At one point in the coalition agreement, lawyers are now expressing doubts.
And the future Minister of Transport is also facing headwinds from the Greens.
Berlin - Shortly before the traffic lights begin, trouble from two directions threatens: There are doubts as to whether a planned reserve for climate investments complies with constitutional law - and internal coalition gossip is looming over the topic of diesel.
According to the coalition agreement, the traffic light government wants to save up to 60 billion euros for future climate investments.
This should be made possible by a financial policy trick: the debt brake will be suspended until 2023 due to the corona pandemic.
The future government consisting of the SPD, FDP and the Greens wants to use this period to replenish the Energy and Climate Fund (EKF) - in order to use it to finance climate investments in the following years.
According to
Handelsblatt
Kyrill-Alexander Schwarz, Professor of Public Law at the University of Würzburg,
this is a “fraudulent label”
.
Traffic light with unconstitutional climate plan in the coalition agreement?
The idea generator is already distancing itself
"The provision for climate protection measures is clearly unconstitutional," said Christoph Gröpl, constitutional and administrative lawyer at Saarland University. The debt brake anchored in the Basic Law enables the suspension only for debts to combat acute crises. "In my opinion, future-oriented climate investments no longer have anything to do with the pandemic," said Hanno Kube, professor at Heidelberg University of the newspaper. "The debt brake has been suspended due to the Corona crisis and has therefore enabled the federal government to incur significantly more debt."
And the originator of the idea is said to have distanced himself from it: Clemens Fuest, President of the Ifo Institute, told the
Handelsblatt
: "Above all, I asked various constitutional lawyers who had doubts."
Greens and FDP facing diesel dispute?
The traffic light coalition could quickly slide into climate disagreement
Another message casts doubt on the unity of the traffic light coalition.

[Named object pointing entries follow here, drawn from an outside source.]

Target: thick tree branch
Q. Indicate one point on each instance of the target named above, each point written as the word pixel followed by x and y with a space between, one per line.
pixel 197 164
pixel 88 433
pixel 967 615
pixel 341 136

The designated Transport Minister Volker Wissing (FDP)
warned
Bild
on Saturday of
additional burdens for diesel vehicles and their drivers and said: "The FDP will ensure that higher energy taxes on diesel fuels are offset by lower vehicle taxes." Attention is directed to the small companies that are still dependent on diesel vehicles.
Wissing named delivery services and craftsmen as specific examples.
Özdemir (Greens) insists on the traffic light contract: “Period.
End."
"The coalition agreement does not give that," said the green traffic expert Stefan Gelbhaar the
mirror.
Cem Özdemir, most recently chairman of the Bundestag's transport committee, said on Deutschlandfunk on Sunday that it was not a question of extending the fossil fuel burner, but of ending it. "It's in the coalition agreement," said the Minister-designate for Agriculture. "15 million electric vehicles by 2030, fully electric, no hybrid, that means that by 2030 the end of the fossil fuel will be sealed," he said. “That is the coalition mandate. Period. End."
"The fact that the designated transport minister is already calling himself an advocate for cars is a blow to the traffic light government, which has not even started work," said the Green parliamentary group leader in the Lower Saxony state parliament, Julia Willie Hamburg.